In about 1872 English potter David Hallum landed in Red Wing via Ohio. He worked for Philleo initially, but by 1875 he had formed a business with partners that ins generally referred to as the Minnesota Pottery. By 1877 Hallum sold his interest in the company to the newly formed Red Wing Stoneware Company, an organization funded by local businessmen for the purpose of large-scale stoneware manufacture. The venture was very successful, so much so in fact that a second firm was begun in 1883 by many of the same investors. That firm was the Minnesota Stoneware Company.
In 1892 a third company was formed: The North Star Stoneware Company. In 1894 all three companies organized the Union Stoneware Company to act as their single sales representative.
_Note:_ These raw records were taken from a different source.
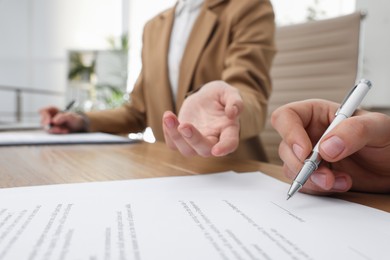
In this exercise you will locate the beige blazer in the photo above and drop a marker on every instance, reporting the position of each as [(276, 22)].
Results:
[(232, 40)]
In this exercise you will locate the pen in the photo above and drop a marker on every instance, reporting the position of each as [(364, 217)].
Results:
[(67, 108), (346, 109)]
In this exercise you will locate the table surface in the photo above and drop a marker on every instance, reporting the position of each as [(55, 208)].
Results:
[(58, 164)]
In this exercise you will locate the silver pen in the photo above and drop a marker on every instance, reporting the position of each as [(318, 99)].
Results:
[(347, 108)]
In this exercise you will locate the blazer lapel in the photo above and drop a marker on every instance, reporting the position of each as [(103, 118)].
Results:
[(201, 31)]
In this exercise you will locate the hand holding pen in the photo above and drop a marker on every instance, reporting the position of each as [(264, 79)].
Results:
[(58, 121), (355, 153)]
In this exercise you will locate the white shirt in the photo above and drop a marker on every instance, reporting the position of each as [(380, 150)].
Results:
[(185, 15)]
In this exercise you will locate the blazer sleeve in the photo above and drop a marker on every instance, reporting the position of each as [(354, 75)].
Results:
[(248, 62)]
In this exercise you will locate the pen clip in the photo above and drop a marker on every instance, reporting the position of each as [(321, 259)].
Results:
[(345, 99)]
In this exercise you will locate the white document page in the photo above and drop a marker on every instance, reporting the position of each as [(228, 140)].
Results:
[(42, 137), (211, 216)]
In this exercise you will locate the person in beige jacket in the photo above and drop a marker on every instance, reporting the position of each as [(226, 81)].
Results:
[(229, 50)]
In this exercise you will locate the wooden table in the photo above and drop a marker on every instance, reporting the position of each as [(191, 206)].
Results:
[(57, 164)]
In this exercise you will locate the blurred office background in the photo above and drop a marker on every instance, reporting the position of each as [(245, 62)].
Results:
[(52, 51)]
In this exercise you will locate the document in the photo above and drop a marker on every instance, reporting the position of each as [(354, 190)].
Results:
[(210, 216), (43, 138)]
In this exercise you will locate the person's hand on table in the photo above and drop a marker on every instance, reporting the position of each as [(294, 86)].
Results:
[(57, 122), (208, 122), (356, 153)]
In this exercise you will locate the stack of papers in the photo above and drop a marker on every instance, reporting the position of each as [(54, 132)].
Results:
[(44, 138), (212, 216)]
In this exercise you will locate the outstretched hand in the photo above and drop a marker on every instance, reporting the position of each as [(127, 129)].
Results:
[(208, 122)]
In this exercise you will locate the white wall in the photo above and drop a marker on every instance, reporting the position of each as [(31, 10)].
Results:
[(376, 51)]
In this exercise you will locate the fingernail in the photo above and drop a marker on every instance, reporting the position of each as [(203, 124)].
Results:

In 1896, North Star was absorbed by the other companies, which in turn merged in 1906 to form a single entity, Red Wing Union Stoneware.
Up until the mid 1890s, decorated salt glaze ware was the predominant product. Technological advances in the 1890s allowed for a white zinc-based glaze and rubber stamp decorations, resulting in a more uniform product. The familiar red wing logo dates from this period.
Turn-of-the-century production at Red Wing became diversified. By 1900 Red Wing was making spittoons, umbrella holders, jardinières and garden ware. And, like other stoneware makers, the art pottery craze of the late 19th century led Red Wing to make its first true art ware.